Arkansas Rice: Mid-Season Nitrogen – Soil-Applied or Foliar?

Burn on rice from foliar N application. Photo: University of Arkansas

As has been common this time of year the past few years, there are recommendations being made to apply nitrogen (N) using a foliar spray application piggy-backed with a fungicide instead of applying urea at late boot to hybrid rice.

The reasoning is straightforward – it’s cheaper to add in a foliar N product if you’re already going across the field with a fungicide.  The problem is, there is no evidence to support that a foliar N product can supply the needed amounts of N that a urea application can.

For hybrid rice, we recommend applying 30 lb N/acre (65 lb urea) at late boot (flag leaf collar visible) up to beginning heading.  From midseason and beyond, rice is capable of taking up urea N with high efficiency (70% uptake).  Foliar applications of N products cannot supply these N rate levels.

A foliar N product containing 32% N can only deliver 3.2 lb N per gallon (for a product with a weight of 10 lb/gal).  Even if a foliar is taken up with the same high efficiency as urea, 70% of a 3.2 lb/gal foliar is just 2.2 lb N versus 70% uptake of 30 lb N as urea is 21 lb N.

Again, there are charts being sent around that suggest 1 lb N applied foliarly is equal to 5-10 lb N applied to soil.  This is false – a pound is a pound.

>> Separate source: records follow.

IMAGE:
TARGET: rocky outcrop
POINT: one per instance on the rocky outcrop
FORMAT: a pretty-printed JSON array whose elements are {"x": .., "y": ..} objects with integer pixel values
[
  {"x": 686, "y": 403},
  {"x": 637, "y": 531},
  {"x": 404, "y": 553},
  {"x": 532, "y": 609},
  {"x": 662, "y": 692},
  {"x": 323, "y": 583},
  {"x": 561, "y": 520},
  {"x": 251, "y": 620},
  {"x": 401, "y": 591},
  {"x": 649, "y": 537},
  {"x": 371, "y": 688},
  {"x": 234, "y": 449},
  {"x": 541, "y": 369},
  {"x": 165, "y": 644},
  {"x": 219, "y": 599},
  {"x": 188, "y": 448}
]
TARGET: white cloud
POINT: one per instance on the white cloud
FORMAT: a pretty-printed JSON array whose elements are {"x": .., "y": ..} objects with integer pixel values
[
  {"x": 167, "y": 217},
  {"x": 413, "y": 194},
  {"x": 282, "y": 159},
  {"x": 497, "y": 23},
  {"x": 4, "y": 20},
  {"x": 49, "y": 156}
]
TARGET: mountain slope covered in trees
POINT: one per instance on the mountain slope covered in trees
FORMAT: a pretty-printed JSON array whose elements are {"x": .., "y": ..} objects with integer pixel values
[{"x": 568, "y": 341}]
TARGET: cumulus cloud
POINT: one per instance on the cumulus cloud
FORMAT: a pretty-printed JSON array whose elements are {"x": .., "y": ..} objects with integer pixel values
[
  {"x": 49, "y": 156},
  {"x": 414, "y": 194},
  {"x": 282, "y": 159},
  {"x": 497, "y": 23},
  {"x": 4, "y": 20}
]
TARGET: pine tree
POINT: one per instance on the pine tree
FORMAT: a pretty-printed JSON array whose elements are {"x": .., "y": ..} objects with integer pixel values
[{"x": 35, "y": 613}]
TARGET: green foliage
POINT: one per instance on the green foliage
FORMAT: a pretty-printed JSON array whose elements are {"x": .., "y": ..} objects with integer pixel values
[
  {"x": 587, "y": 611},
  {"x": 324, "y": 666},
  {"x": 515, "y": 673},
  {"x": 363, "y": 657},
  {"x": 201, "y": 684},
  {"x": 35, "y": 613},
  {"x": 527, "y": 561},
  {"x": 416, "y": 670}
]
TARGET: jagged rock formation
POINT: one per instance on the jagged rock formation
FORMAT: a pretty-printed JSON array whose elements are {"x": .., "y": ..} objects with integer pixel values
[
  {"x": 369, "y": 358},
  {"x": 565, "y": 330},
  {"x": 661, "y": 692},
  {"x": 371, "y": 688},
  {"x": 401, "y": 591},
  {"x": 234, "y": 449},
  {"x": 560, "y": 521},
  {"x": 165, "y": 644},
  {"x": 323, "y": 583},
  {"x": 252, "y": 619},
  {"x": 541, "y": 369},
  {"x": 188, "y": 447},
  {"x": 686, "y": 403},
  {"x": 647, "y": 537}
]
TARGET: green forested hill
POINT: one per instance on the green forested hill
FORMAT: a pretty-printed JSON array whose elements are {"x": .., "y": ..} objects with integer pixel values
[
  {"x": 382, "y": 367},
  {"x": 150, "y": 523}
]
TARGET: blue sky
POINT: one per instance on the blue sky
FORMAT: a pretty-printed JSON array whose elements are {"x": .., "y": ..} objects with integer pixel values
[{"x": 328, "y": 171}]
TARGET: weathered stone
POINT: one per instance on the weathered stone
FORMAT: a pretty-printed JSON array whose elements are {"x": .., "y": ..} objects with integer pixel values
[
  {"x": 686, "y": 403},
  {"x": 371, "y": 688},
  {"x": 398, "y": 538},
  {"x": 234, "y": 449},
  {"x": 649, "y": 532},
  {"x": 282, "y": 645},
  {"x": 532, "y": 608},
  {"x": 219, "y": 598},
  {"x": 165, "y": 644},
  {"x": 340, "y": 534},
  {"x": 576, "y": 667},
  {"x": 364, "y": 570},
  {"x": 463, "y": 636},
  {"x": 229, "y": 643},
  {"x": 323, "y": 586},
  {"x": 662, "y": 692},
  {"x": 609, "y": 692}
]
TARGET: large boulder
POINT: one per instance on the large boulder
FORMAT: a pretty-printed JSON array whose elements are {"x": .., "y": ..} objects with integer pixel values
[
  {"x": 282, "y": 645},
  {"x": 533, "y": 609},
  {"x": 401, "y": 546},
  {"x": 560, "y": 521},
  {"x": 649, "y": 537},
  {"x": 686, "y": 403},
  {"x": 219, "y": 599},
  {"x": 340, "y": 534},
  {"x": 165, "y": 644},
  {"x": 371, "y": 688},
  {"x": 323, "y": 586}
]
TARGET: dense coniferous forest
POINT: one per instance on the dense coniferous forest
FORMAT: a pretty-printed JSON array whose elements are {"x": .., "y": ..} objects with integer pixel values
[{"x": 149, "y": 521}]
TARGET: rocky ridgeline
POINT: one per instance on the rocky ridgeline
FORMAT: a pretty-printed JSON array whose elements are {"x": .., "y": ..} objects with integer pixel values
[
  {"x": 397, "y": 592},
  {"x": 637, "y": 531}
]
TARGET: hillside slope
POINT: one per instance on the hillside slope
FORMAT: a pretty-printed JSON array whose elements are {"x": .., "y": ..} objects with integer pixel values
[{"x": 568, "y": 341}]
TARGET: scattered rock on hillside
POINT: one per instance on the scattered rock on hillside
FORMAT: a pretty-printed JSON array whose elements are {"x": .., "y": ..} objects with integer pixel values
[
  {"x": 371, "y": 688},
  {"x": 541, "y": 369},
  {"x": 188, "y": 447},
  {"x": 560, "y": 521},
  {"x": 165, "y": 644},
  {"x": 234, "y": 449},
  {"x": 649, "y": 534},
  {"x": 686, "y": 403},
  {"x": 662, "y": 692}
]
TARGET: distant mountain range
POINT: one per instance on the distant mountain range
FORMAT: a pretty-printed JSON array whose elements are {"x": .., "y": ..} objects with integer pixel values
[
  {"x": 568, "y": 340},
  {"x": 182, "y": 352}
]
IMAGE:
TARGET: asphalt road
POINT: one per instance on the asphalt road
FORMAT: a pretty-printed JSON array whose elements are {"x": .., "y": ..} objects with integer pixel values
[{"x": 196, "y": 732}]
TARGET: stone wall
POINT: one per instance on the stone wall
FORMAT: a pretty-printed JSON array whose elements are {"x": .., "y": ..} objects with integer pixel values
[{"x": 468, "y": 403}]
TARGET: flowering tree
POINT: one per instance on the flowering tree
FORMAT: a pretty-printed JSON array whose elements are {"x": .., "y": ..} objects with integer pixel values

If you attempt to increase the rate of a foliar N product to compete with urea, then you have the issue of it becoming very cost-prohibitive, and the chances of severe foliar burn to rice increase.  Stick with urea for the late boot application on hybrids – years of data show increases in grain yield, head rice, and total rice.  Each of these increases alone is small but put together generate a nice return on investment for the urea application.